Deuteronomium 30:4 Al bevonden uw verdrevenen zich aan het einde van de hemel, toch zal de HEERE, uw God, u vandaar bijeenbrengen en u vandaar weghalen.
Deuteronomium 30:5 En de HEERE, uw God, zal u naar het land brengen dat uw vaderen in bezit hadden, en u zult het weer in bezit nemen; en Hij zal u goeddoen en u talrijker maken dan uw vaderen.
Deuteronomium 30:6 De HEERE, uw God, zal uw hart en het hart van uw nageslacht besnij­den, om de HEERE, uw God, lief te hebben met heel uw hart en met heel uw ziel, zodat u lev­en zult.
Deuteronomium 30:7 De HEERE, uw God, zal al deze vervloekingen op uw vijanden leggen en op hen die u haten en die u vervolgd hebben.
Deuteronomium 30:8 En zult zich bekeren, de stem van de HEERE ge­hoorzaam zijn en al Zijn geboden, die ik u heden gebied, houden.
Deuteronomium 30:9 De HEERE, uw God, zal u overvloed geven in al het werk van uw handen, in de vrucht van uw schoot, in de vrucht van uw vee en in de vrucht van uw land, ten goede. Want de HEERE zal Zich weer ten goede over u verblijden, zoals Hij Zich over uw vaderen verblijd heeft,
Deuteronomium 30:10 wanneer u de stem van de HEERE, uw God, gehoorzaam bent door Zijn geboden en Zijn verordeningen, die in dit wetboek geschreven zijn, in acht te nemen; wanneer u zich bekeert tot de HEERE, uw God, met heel uw hart en met heel uw ziel.
Deuteronomium 30:11 Want dit gebod, dat ik u heden gebied, is niet te moeilijk voor u en het is niet ver weg.
Deuteronomium 30:12 Het is niet in de hemel, zodat u zou kunnen zeg­gen: Wie zal voor ons naar de hemel opstijgen om het voor ons te halen en ons te laten horen, zodat wij het kunnen doen?
Deuteronomium 30:13 Het is ook niet aan de overzijde van de zee, zodat u zou kunnen zeggen: Wie zal voor ons oversteken naar de overzijde van de zee om het voor ons te halen en het ons te laten horen, zodat wij het kunnen doen?
Deuteronomium 30:14 Want dit woord is heel dicht bij u, in uw mond en in uw hart, om het te doen.
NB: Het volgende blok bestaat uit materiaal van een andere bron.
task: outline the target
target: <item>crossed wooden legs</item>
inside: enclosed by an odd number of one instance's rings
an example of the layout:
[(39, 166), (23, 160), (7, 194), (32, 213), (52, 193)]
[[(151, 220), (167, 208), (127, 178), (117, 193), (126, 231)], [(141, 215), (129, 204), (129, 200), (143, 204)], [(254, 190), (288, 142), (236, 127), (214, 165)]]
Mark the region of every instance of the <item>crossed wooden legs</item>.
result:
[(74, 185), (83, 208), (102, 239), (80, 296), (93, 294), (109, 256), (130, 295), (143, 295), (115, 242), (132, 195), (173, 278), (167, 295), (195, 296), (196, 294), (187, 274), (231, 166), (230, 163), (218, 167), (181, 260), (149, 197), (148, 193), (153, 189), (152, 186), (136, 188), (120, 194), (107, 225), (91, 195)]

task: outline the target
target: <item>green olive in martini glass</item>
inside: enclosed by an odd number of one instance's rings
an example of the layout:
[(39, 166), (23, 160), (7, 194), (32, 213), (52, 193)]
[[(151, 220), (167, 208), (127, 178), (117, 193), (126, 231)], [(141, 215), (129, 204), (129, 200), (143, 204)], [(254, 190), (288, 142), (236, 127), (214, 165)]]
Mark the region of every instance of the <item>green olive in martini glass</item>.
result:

Deuteronomium 30:15 Zie, ik heb u heden het leven en het goede voorgehouden, maar ook de dood en het kwade.
Deuteronomium 30:16 Want ik gebied u heden de HEERE, uw God, lief te hebben, in Zijn wegen te gaan en Zijn geboden, Zijn verordeningen en Zijn bepalingen in acht te nemen. Dan zult u leven en talrijk worden, en zal de HEERE, uw God, u zegenen in het land waar u naartoe gaat om het in bezit te nemen.
Deuteronomium 30:17 Maar als uw hart zich afkeert en u niet luistert, en u zich laat verleiden om u voor andere goden neer te buigen en die te dienen,
Deuteronomium 30:18 dan verkondig ik u heden dat u zeker zult omkomen; u zult uw dagen niet verlengen in het land waarvoor u de Jordaan oversteekt om er te komen en het in bezit te nemen.
Deuteronomium 30:19 Ik roep heden de hemel en de aarde tot getuigen tegen u: het leven en de dood heb ik u voorgehouden, de zegen en de vloek! Kies dan het leven, opdat u leeft, u en uw nageslacht,
Deuteronomium 30:20 door de HEERE, uw God, lief te hebben, Zijn stem te gehoorzamen en u aan Hem vast te houden – want Hij is uw leven en de verlenging van uw dagen – om te blijven in het land dat de HEERE uw vaderen, Abraham, Izak en Jakob, gezworen heeft hun te geven.

Deuteronomium 31

Deuteronomium 31:1 Daarop is Mozes deze woorden tot heel Israël gaan spreken,
Deuteronomium 31:2 en hij zei tegen hen: Ik ben heden honderdtwintig jaar oud. Ik kan niet meer uitgaan of ingaan; bovendien heeft de HEERE tegen mij gezegd: U zult deze Jordaan niet oversteken.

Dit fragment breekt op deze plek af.